Ainda sob o viés da educação, vale referir, de modo específico, que, como parte integrante e constitutiva da sociedade, o cenário aqui descrito não exclui a educação superior. As análises desse nível, como vimos no Capítulo anterior, (p. 128), mostram que esse nível não está isento das “idéias e práticas neoliberais, hoje dominantes” (CHAUÍ, 2001, p.35) e cujas evidências estão na ampliação, durante os últimos anos, do número de vagas no ensino superior nas instituições públicas, mas, sobretudo, nas privadas, isto é, com o aumento do número de instituições privadas.

Nos países analisados, o aumento de instituições privadas de ensino superior é indisfarçável no Brasil, onde 70,8% das matrículas estão no setor privado. Em Moçambique, pelos dados de 2004, as instituições públicas de ensino superior estavam com o maior número de matrículas, cerca de 68%, embora tenda a aumentar o número de instituições privadas nesse nível. Na África do Sul, de acordo com Sedgwick (2004), depois de uma vertiginosa expansão do setor privado nesse nível na década de 1990, nos últimos anos, após a reavaliação feita pela High Education Quality Committee (HEQC), muitas instituições privadas tiveram que ser encerradas, como vimos no Capítulo 3, (p. 126).

As análises sobre esse panorama tendem a confirmar a interpretação de Peixoto (2001), citada tanto na fundamentação teórica e conceitual quanto no Cap. 3, p. 28, para quem o aumento da participação privada no sistema de ensino representa uma transferência da responsabilidade da educação da esfera pública para a esfera privada, direcionado pelo mercado e de modo a estar em conformidade com as exigências das agências de fomento mercantil. Ou seja, “ ... não respeita um projeto maior de desenvolvimento econômico e social do país [Brasil], está em sintonia com as exigências estatísticas dos órgãos internacionais – Banco Mundial – e objetiva a obtenção de lucros” (PEIXOTO, 2001, s/p).

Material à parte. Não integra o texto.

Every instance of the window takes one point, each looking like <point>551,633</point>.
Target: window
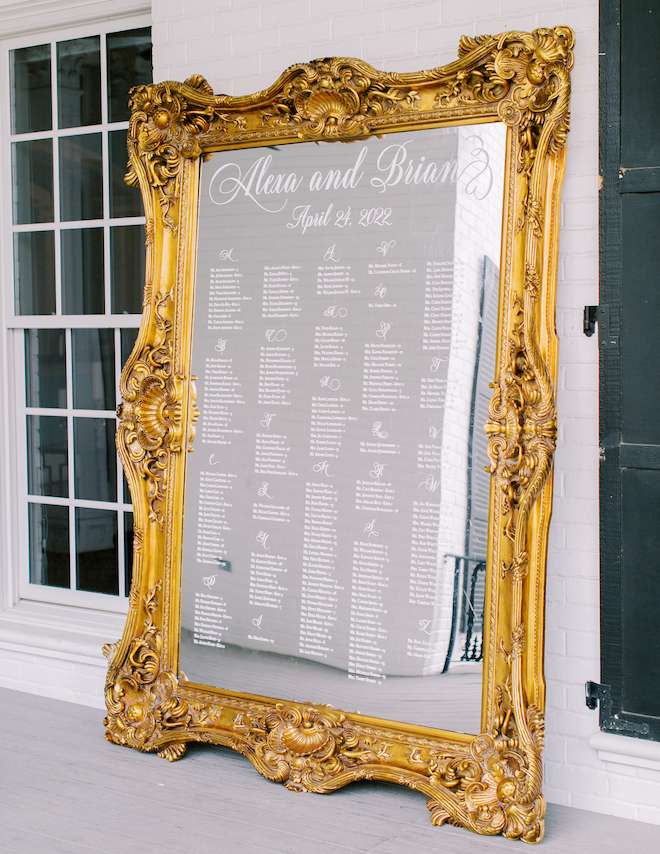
<point>76,262</point>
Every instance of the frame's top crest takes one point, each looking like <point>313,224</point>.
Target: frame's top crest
<point>491,782</point>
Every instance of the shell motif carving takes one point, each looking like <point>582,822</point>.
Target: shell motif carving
<point>305,748</point>
<point>144,708</point>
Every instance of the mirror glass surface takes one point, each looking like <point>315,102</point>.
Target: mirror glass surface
<point>336,505</point>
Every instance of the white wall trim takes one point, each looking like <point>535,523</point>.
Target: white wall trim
<point>26,17</point>
<point>626,751</point>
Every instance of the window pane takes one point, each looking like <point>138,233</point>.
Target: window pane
<point>34,272</point>
<point>93,369</point>
<point>96,551</point>
<point>128,551</point>
<point>31,101</point>
<point>45,368</point>
<point>79,82</point>
<point>48,456</point>
<point>95,458</point>
<point>129,64</point>
<point>82,271</point>
<point>127,255</point>
<point>32,163</point>
<point>124,200</point>
<point>49,545</point>
<point>81,177</point>
<point>128,339</point>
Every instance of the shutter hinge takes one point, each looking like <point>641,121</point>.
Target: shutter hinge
<point>595,693</point>
<point>599,314</point>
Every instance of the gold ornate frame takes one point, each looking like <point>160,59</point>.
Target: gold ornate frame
<point>491,782</point>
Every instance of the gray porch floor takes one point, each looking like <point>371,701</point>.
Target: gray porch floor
<point>65,790</point>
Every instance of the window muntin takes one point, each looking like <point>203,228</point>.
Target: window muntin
<point>70,211</point>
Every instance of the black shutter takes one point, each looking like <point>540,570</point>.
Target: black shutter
<point>630,366</point>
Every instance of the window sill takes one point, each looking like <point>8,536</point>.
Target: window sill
<point>59,631</point>
<point>626,751</point>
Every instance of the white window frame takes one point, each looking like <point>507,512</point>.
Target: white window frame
<point>14,545</point>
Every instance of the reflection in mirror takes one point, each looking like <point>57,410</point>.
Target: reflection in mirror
<point>337,503</point>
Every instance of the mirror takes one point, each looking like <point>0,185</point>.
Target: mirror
<point>336,506</point>
<point>338,571</point>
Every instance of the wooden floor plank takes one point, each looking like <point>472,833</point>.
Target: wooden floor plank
<point>65,790</point>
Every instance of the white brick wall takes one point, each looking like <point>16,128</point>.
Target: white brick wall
<point>242,46</point>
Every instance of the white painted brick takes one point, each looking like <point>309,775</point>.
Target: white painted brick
<point>391,45</point>
<point>175,57</point>
<point>256,42</point>
<point>580,377</point>
<point>497,24</point>
<point>554,750</point>
<point>649,774</point>
<point>582,591</point>
<point>196,7</point>
<point>583,17</point>
<point>579,752</point>
<point>275,62</point>
<point>578,564</point>
<point>566,616</point>
<point>555,642</point>
<point>324,9</point>
<point>556,796</point>
<point>231,67</point>
<point>582,537</point>
<point>424,15</point>
<point>290,11</point>
<point>364,24</point>
<point>203,49</point>
<point>239,20</point>
<point>204,68</point>
<point>308,33</point>
<point>182,29</point>
<point>437,38</point>
<point>402,35</point>
<point>167,9</point>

Mas diversos outros elementos fazem parte do cenário da educação superior nessas sociedades e que são parte da contradição tecnologia e educação. Entre esses elementos

citam-se, por exemplo, a privatização do próprio espaço público (MORAES, 1998; RIBEIRO, 2003;); isto é, a própria gestão privada das universidades públicas, em relação às suas principais finalidades (MILTON SANTOS, 1998; CHAUÍ, 2001). Ainda entre os elementos, cita-se também a questão da obsessão pelo conhecimento técnico e pragmático em detrimento do intelectual (WOLF203 apud MORAES, 1998; BOAVENTURA SANTOS, 1997), além do uso privado do conhecimento ali (nas universidades públicas) produzido (RIBEIRO, 2003).

Entretanto, um dos expoentes desse modelo está, justamente, no uso privado do espaço público, como demonstra o caso do regime de estudos pós-laboral na Universidade Eduardo Mondlane (UEM – Moçambique). Nesse caso, embora pública, os estudantes nesse regime chegam a pagar USD 150,00 de mensalidade204.